Labour’s low-profile shadow housing minister, Roberta Blackman-Woods, has come out for Yvette Cooper - herself a former housing minister - in Labour’s leadership race.
Cooper became housing minister after Gordon Brown succeeded Tony Blair as Labour prime minister in 2007, at a time when the housing minister’s role entitled her to attend Cabinet although not be a formal member.
She inherited work which was already well underway on the creation of the Home Information Packs, which was fiercely opposed by most of the estate agency industry.
Under Part 5 of the House Act of 2004, HIPS became mandatory throughout England and Wales on four bedroom houses and larger properties from August 2007; later that year they were extended ‘down’ to include three bedroom houses.
Blackman-Woods - who backed Ed Miliband during the party’s 2010 leadership campaign - was appointed as shadow housing minister last month, having previously held a shadow planning role during the period of the coalition government.

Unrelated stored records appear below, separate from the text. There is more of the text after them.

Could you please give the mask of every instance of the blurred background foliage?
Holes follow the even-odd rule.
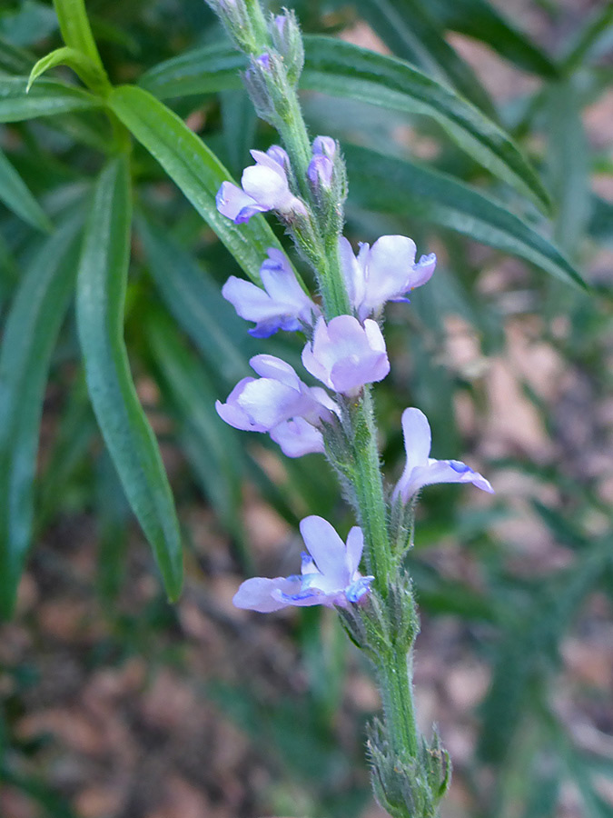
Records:
[[[613,5],[293,5],[306,34],[342,41],[332,52],[309,38],[303,103],[311,134],[343,145],[347,234],[401,233],[440,260],[410,307],[389,310],[391,375],[377,387],[387,474],[401,469],[401,411],[418,405],[434,455],[467,458],[497,488],[492,500],[428,489],[409,560],[423,616],[418,702],[455,763],[444,814],[610,818]],[[232,175],[275,141],[201,0],[87,10],[111,82],[163,99]],[[137,138],[124,334],[181,525],[177,605],[155,578],[84,375],[77,324],[95,354],[83,339],[98,302],[73,298],[79,254],[95,254],[103,230],[90,218],[84,251],[110,121],[71,90],[69,69],[27,96],[15,79],[61,45],[51,5],[4,0],[5,614],[31,549],[0,640],[0,813],[374,818],[362,743],[379,704],[333,615],[230,604],[254,570],[292,570],[305,514],[351,524],[321,458],[282,460],[214,412],[252,354],[297,360],[299,343],[247,334],[220,294],[239,267],[192,206],[190,167],[169,170],[118,97]]]

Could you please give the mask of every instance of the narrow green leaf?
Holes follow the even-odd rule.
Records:
[[[501,204],[424,165],[344,145],[350,204],[410,215],[519,255],[567,282],[587,285],[554,244]]]
[[[98,65],[82,52],[64,46],[56,48],[38,60],[30,72],[26,92],[29,92],[35,80],[38,79],[45,71],[55,68],[57,65],[67,65],[72,68],[74,74],[93,89],[104,85],[104,76],[100,73]]]
[[[74,48],[87,56],[106,77],[87,19],[84,0],[54,0],[54,6],[64,42],[69,48]],[[106,84],[108,85],[108,80]]]
[[[84,480],[86,469],[83,467],[91,464],[91,446],[95,437],[97,428],[85,379],[79,375],[65,399],[44,470],[38,480],[38,531],[44,530],[66,508],[72,510],[71,502],[76,499],[78,503],[80,498],[76,494],[82,489],[89,502],[90,495],[86,494],[89,485]]]
[[[87,388],[130,504],[153,549],[168,595],[181,591],[181,537],[155,437],[139,403],[123,337],[130,257],[127,160],[111,161],[95,188],[77,284]]]
[[[588,59],[599,55],[604,47],[610,47],[610,30],[613,26],[613,3],[596,8],[585,26],[580,28],[562,61],[562,69],[569,75]]]
[[[0,71],[5,74],[29,74],[35,57],[25,48],[19,48],[0,37]]]
[[[301,87],[430,116],[483,167],[549,208],[546,190],[511,138],[447,85],[403,60],[341,40],[310,35],[304,46]],[[161,64],[141,83],[160,97],[210,93],[239,87],[237,69],[242,65],[230,45],[225,51],[221,45],[201,48]]]
[[[27,185],[0,151],[0,201],[9,210],[44,233],[50,233],[53,225]]]
[[[147,323],[147,336],[188,444],[186,454],[224,525],[240,534],[242,458],[233,430],[215,411],[219,395],[168,316],[153,314]]]
[[[176,114],[135,86],[114,88],[109,105],[124,125],[157,159],[198,213],[215,231],[245,273],[260,281],[268,247],[281,244],[262,216],[234,224],[217,210],[215,195],[230,175]]]
[[[49,361],[74,281],[80,220],[35,255],[0,350],[0,615],[11,615],[30,544],[38,430]]]
[[[474,37],[518,67],[546,79],[559,76],[555,63],[486,0],[429,0],[443,28]]]
[[[102,107],[102,100],[73,85],[39,80],[27,92],[24,77],[0,76],[0,122],[21,122]]]
[[[145,71],[138,84],[158,99],[216,94],[242,87],[239,71],[246,66],[245,57],[222,42],[165,60]]]
[[[497,118],[489,95],[443,38],[440,25],[420,0],[362,0],[360,9],[396,56],[448,82],[488,116]]]
[[[204,360],[222,381],[233,385],[250,372],[246,351],[251,338],[244,322],[222,296],[216,282],[188,253],[142,220],[138,233],[168,308]]]
[[[311,36],[305,45],[302,87],[431,116],[483,167],[549,208],[549,195],[519,148],[503,130],[450,88],[402,60],[351,43]]]

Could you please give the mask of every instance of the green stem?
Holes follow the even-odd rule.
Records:
[[[288,88],[290,88],[288,82]],[[331,231],[329,225],[320,224],[317,217],[317,207],[308,185],[309,164],[312,158],[311,140],[302,117],[298,95],[292,89],[286,98],[286,110],[279,126],[279,133],[292,161],[296,175],[296,182],[302,198],[309,203],[311,211],[315,214],[320,236],[322,237],[321,246],[317,248],[321,262],[317,265],[316,274],[321,288],[326,318],[330,320],[336,315],[351,315],[351,306],[345,287],[345,281],[341,270],[338,250],[338,235]]]
[[[413,650],[391,650],[377,666],[388,735],[395,753],[402,760],[418,752],[413,706]]]
[[[350,409],[354,449],[353,488],[360,524],[366,541],[366,563],[374,575],[374,586],[385,598],[391,572],[391,554],[387,522],[387,507],[383,493],[377,430],[372,399],[368,387],[362,397]]]

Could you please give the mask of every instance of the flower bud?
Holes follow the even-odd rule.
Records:
[[[219,16],[231,39],[241,51],[252,54],[258,49],[258,36],[253,15],[249,13],[244,0],[205,0]]]
[[[279,128],[292,93],[288,86],[282,58],[272,51],[252,57],[243,79],[258,116]]]
[[[312,159],[307,170],[309,186],[322,223],[331,233],[342,228],[342,204],[347,195],[345,163],[339,145],[331,136],[316,136]]]

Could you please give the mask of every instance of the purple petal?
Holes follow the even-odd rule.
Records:
[[[301,380],[296,370],[282,358],[266,354],[253,355],[249,360],[249,365],[262,378],[273,378],[292,389],[300,390]]]
[[[433,485],[437,483],[471,483],[484,492],[494,493],[489,481],[466,464],[458,460],[430,459],[427,466],[417,466],[413,470],[408,486],[409,496],[415,494],[424,485]]]
[[[242,429],[244,432],[267,432],[266,426],[255,422],[239,403],[245,388],[253,380],[253,378],[242,378],[242,381],[239,381],[228,395],[225,404],[222,404],[221,401],[215,402],[215,409],[222,420],[235,429]]]
[[[413,267],[413,274],[410,278],[410,289],[420,287],[430,281],[432,274],[436,269],[436,254],[430,253],[428,255],[422,255],[419,262]]]
[[[374,243],[367,261],[364,301],[359,309],[361,318],[410,288],[415,249],[415,242],[405,235],[383,235]]]
[[[261,207],[252,196],[232,185],[232,182],[223,182],[217,191],[215,197],[217,210],[222,215],[227,216],[237,224],[249,221],[252,215],[262,213],[265,208]],[[246,215],[247,211],[249,214]]]
[[[283,210],[293,197],[283,171],[272,160],[270,165],[272,166],[260,164],[246,167],[241,179],[242,189],[262,209]]]
[[[260,378],[247,384],[238,403],[266,432],[311,409],[308,395],[272,378]]]
[[[339,589],[349,584],[351,577],[345,561],[345,545],[330,523],[311,514],[301,522],[300,532],[315,564],[331,584]]]
[[[402,435],[407,453],[407,469],[426,465],[432,447],[432,433],[428,418],[420,409],[412,407],[402,413]]]
[[[361,576],[360,579],[351,583],[345,590],[347,602],[357,603],[365,594],[371,590],[371,583],[374,582],[373,576]]]
[[[300,588],[299,578],[278,576],[276,579],[267,579],[263,576],[254,576],[241,584],[232,603],[237,608],[270,614],[291,604],[290,602],[284,601],[282,596],[280,598],[281,594],[289,597],[292,594],[300,593]]]

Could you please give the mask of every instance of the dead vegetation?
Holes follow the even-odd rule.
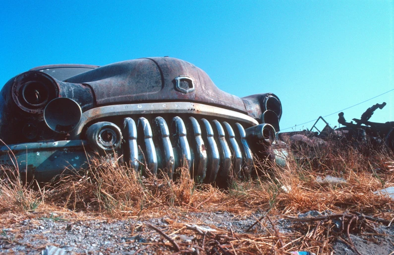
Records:
[[[259,230],[252,226],[236,233],[211,226],[215,231],[204,231],[198,225],[174,221],[167,226],[167,234],[160,234],[178,231],[194,233],[196,237],[192,244],[162,244],[185,254],[192,253],[192,247],[200,254],[215,251],[222,254],[286,254],[301,250],[330,254],[330,245],[336,239],[347,236],[346,242],[351,247],[349,232],[373,232],[374,224],[391,224],[394,217],[391,199],[373,193],[394,186],[392,152],[385,148],[371,151],[336,143],[331,141],[325,147],[299,147],[294,153],[289,151],[284,167],[256,162],[254,177],[246,180],[233,178],[227,190],[195,183],[186,168],[178,169],[173,181],[165,174],[159,178],[143,175],[124,166],[121,158],[94,159],[86,172],[42,187],[36,182],[23,183],[17,170],[2,166],[0,211],[28,214],[33,210],[57,210],[70,214],[80,212],[86,217],[147,218],[169,211],[220,210],[241,217],[258,210],[266,212],[256,219]],[[317,176],[329,175],[344,178],[346,183],[322,187],[316,182]],[[276,227],[276,218],[289,219],[312,210],[328,216],[297,223],[291,233],[281,233]],[[334,215],[341,215],[336,217],[343,222],[342,228],[337,231],[332,231],[336,217],[330,216]]]

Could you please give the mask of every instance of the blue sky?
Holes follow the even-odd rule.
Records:
[[[38,65],[169,56],[240,97],[275,93],[282,128],[394,88],[393,0],[6,0],[0,17],[0,86]],[[345,118],[386,102],[370,120],[394,121],[394,99]],[[326,120],[338,125],[337,114]]]

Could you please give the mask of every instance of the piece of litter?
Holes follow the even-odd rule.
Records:
[[[41,252],[41,255],[65,255],[66,251],[56,246],[47,246],[45,250]]]
[[[380,191],[374,192],[375,195],[389,196],[392,199],[394,199],[394,187],[388,187]]]
[[[341,178],[334,177],[331,175],[328,175],[324,179],[322,179],[320,176],[316,177],[315,182],[320,186],[326,186],[331,185],[333,186],[342,187],[346,183],[346,180]]]

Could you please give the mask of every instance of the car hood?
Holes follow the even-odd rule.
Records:
[[[194,91],[185,93],[177,90],[175,78],[179,76],[192,79]],[[63,81],[88,84],[97,106],[181,101],[247,112],[241,98],[220,90],[201,69],[172,58],[147,58],[112,64]]]

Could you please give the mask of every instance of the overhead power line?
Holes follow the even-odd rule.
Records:
[[[331,115],[332,115],[333,114],[335,114],[336,113],[340,113],[341,112],[343,112],[343,111],[344,111],[345,110],[347,110],[348,109],[351,108],[352,107],[354,107],[355,106],[357,106],[357,105],[361,104],[363,103],[365,103],[366,102],[369,101],[369,100],[372,100],[372,99],[373,99],[374,98],[376,98],[378,97],[380,97],[381,96],[382,96],[382,95],[384,95],[385,94],[387,94],[388,93],[390,92],[391,91],[393,91],[393,90],[394,90],[394,88],[393,89],[391,89],[390,90],[389,90],[388,91],[386,91],[385,93],[383,93],[381,94],[380,95],[378,95],[377,96],[374,96],[374,97],[371,97],[369,99],[367,99],[365,101],[362,101],[362,102],[361,102],[360,103],[359,103],[358,104],[356,104],[354,105],[352,105],[351,106],[349,106],[349,107],[347,107],[347,108],[345,108],[344,109],[340,110],[339,111],[338,111],[338,112],[336,112],[335,113],[331,113],[331,114],[329,114],[328,115],[326,115],[325,116],[323,116],[323,118],[328,117],[330,116],[331,116]],[[294,125],[293,126],[290,127],[289,128],[285,128],[281,129],[281,131],[283,131],[283,130],[286,130],[286,129],[288,129],[289,128],[294,128],[295,127],[297,127],[297,126],[301,126],[301,125],[303,125],[304,124],[307,124],[308,123],[310,123],[311,122],[314,122],[314,121],[316,121],[317,120],[317,119],[315,119],[314,120],[312,120],[312,121],[309,121],[307,122],[304,122],[304,123],[301,123],[301,124],[298,124],[298,125]]]

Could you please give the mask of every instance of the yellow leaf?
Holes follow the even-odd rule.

Cooper is one of four candidates fighting it out to be party leader: the others are Andy Burnham, widely regarded as the favourite amongst MPs, party activists and trade unionists, plus shadow health minister Liz Kendall and veteran left winger Jeremy Corbyn.
The winner will be decided by a one-member one-vote system and the result will be announced at a special conference on September 12.
Tomorrow nominations close for the party’s new deputy leader, taking over from Harriet Harman. One MP hoping to win enough nominations for this role is Stella Creasy, a long-time critic of estate agents and letting agents.